O que eu guardei da época que estudei Feng Shui, muito mais do que saber onde colocar um espelho ou uma cama, foi a noção de que a vida tem ciclos, altos e baixos. A questão é saber onde estamos e como agir. Se você está num ciclo de expansão, expanda. Crie, aumente, invista, cresça, usufrua. Se você está num ciclo de retração, o melhor é ficar encapsulado, como as bactérias – elas são capazes de se manter inativas durante séculos, até o meio se tornar favorável de novo. Parece óbvio mas não é. Já dei muito murro em ponta de faca, por ansiedade, por achar que as coisas tinham que ser do meu jeito e quando eu queria. Nadei muito contra a maré e sei que cansa. Às vezes, quando a sorte muda, podemos já ter gastado toda energia no período errado, o que é uma dupla cagada.

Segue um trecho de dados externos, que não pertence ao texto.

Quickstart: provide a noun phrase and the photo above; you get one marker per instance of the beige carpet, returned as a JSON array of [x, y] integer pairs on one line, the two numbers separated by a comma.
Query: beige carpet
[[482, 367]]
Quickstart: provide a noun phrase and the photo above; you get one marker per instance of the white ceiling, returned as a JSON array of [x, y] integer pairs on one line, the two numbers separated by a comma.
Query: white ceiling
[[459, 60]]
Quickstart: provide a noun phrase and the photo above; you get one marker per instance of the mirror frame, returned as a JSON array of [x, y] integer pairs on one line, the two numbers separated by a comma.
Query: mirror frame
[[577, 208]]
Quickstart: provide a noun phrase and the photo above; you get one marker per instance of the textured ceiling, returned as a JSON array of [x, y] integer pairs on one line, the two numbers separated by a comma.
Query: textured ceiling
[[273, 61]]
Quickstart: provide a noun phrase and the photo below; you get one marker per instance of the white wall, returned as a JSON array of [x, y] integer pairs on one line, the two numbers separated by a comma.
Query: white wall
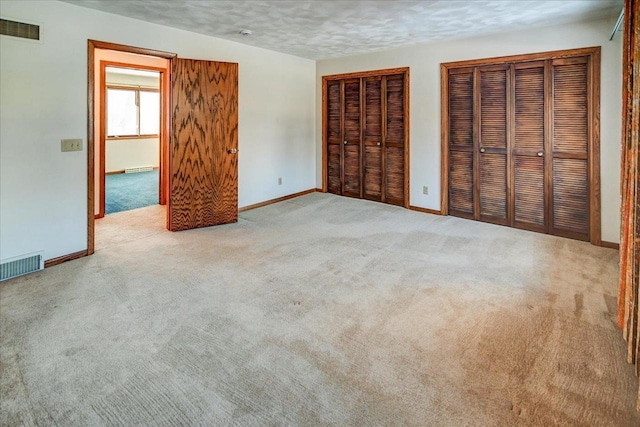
[[424, 61], [43, 98], [123, 153]]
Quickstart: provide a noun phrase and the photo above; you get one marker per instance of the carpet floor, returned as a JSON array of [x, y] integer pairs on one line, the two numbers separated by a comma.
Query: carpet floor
[[127, 191], [320, 310]]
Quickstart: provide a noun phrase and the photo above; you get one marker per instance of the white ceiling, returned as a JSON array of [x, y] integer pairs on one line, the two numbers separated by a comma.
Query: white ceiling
[[324, 29]]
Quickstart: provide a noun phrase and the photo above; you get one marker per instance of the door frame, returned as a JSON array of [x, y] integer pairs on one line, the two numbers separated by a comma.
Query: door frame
[[593, 118], [165, 130], [359, 75]]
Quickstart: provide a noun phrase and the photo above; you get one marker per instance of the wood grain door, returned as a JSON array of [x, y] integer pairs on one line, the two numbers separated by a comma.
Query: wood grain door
[[204, 164], [461, 143], [352, 139], [334, 136], [569, 175], [491, 120], [372, 139], [394, 139], [529, 204]]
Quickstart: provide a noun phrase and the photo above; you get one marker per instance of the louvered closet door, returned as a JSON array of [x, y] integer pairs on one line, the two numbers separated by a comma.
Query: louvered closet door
[[203, 176], [528, 153], [372, 141], [394, 140], [569, 166], [334, 137], [351, 143], [492, 143], [460, 134]]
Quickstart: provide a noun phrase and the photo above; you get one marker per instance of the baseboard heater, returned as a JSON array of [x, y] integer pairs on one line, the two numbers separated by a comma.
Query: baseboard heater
[[20, 265], [139, 169]]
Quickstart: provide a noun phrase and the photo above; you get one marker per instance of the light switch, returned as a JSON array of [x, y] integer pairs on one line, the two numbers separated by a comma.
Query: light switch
[[71, 145]]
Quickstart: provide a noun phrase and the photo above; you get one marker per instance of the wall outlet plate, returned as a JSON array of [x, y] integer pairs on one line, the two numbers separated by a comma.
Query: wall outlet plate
[[71, 145]]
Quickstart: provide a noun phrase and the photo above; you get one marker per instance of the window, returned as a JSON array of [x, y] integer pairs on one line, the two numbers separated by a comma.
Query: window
[[132, 112]]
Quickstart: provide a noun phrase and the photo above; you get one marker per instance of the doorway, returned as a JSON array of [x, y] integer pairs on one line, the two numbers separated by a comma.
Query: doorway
[[132, 139], [198, 135]]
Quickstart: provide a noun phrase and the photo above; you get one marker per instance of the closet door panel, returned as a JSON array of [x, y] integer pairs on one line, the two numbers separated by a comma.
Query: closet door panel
[[334, 137], [529, 188], [460, 134], [394, 140], [373, 139], [352, 136], [570, 181], [492, 156], [570, 201], [529, 147]]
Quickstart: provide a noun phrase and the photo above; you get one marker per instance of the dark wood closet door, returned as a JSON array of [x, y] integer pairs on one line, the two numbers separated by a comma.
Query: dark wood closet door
[[569, 167], [461, 151], [351, 143], [334, 137], [204, 142], [394, 140], [529, 153], [492, 145], [372, 140]]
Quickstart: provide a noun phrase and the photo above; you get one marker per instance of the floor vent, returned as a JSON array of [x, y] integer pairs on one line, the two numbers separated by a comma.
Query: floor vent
[[139, 169], [20, 265], [19, 29]]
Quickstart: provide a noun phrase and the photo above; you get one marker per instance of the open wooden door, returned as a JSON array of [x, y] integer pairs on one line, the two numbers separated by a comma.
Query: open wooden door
[[203, 174]]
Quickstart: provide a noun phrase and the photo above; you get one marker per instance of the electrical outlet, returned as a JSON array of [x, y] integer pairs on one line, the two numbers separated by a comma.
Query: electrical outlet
[[71, 145]]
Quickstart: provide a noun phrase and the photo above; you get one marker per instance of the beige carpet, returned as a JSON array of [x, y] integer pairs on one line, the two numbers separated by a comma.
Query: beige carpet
[[320, 310]]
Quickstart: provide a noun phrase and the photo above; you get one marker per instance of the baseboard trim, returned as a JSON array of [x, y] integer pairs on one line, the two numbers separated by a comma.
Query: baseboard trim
[[279, 199], [65, 258], [610, 245], [425, 210]]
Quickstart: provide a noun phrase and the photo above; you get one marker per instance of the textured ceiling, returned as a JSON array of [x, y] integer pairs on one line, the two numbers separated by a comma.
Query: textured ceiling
[[326, 29]]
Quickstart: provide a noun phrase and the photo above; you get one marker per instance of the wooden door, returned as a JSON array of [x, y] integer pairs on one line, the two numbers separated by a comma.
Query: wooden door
[[334, 137], [528, 203], [204, 164], [460, 144], [372, 139], [351, 139], [365, 135], [394, 139], [491, 173], [569, 174]]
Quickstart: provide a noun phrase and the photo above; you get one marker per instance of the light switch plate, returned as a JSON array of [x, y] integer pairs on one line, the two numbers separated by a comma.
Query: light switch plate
[[71, 145]]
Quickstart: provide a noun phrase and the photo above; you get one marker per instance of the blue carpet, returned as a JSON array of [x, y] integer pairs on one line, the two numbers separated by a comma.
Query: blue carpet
[[126, 191]]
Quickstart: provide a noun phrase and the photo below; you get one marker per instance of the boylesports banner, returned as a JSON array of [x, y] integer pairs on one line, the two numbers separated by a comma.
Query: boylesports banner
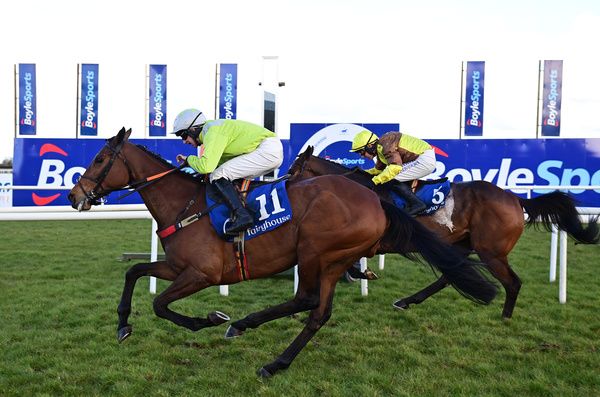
[[473, 116], [157, 107], [27, 99], [228, 91], [88, 106], [504, 162], [551, 98]]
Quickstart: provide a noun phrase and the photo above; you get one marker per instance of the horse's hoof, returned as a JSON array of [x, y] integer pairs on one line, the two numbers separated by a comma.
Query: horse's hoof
[[233, 332], [263, 373], [400, 305], [218, 318], [124, 333]]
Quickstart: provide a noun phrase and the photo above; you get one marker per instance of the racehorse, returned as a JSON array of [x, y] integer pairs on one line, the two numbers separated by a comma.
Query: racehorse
[[335, 222], [478, 217]]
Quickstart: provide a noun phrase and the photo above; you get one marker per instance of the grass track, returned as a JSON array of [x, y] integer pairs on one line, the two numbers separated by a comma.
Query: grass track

Mas são ciclos, né? Tem nego que nasce em berço de ouro em castelo europeu, enquanto outros tiveram a vida construída em cima de cemitério indígena. Mas mesmo assim, mesmo assim, tem a questão de como se administra a sorte que tem. Não me venha com discurso de coitadinho. Mesmo quando tudo está contra, sempre existe uma escolha menos desvantajosa. Conheci algumas pessoas com a vida muito cagada, que tinham problema com os pais, gravidez com sexo casual, obesidade e demissão, tudo ao mesmo tempo. Aí você conhece a pessoa, conversa com a pessoa, olha para a vida da pessoa com uma lente bem poderosa e conclui: fez por onde. Ninguém tem ciclo ruim a vida inteira em todos os setores, pode arranjar outra desculpa. A vida cagada, toda cagada, é sempre culpa do dono.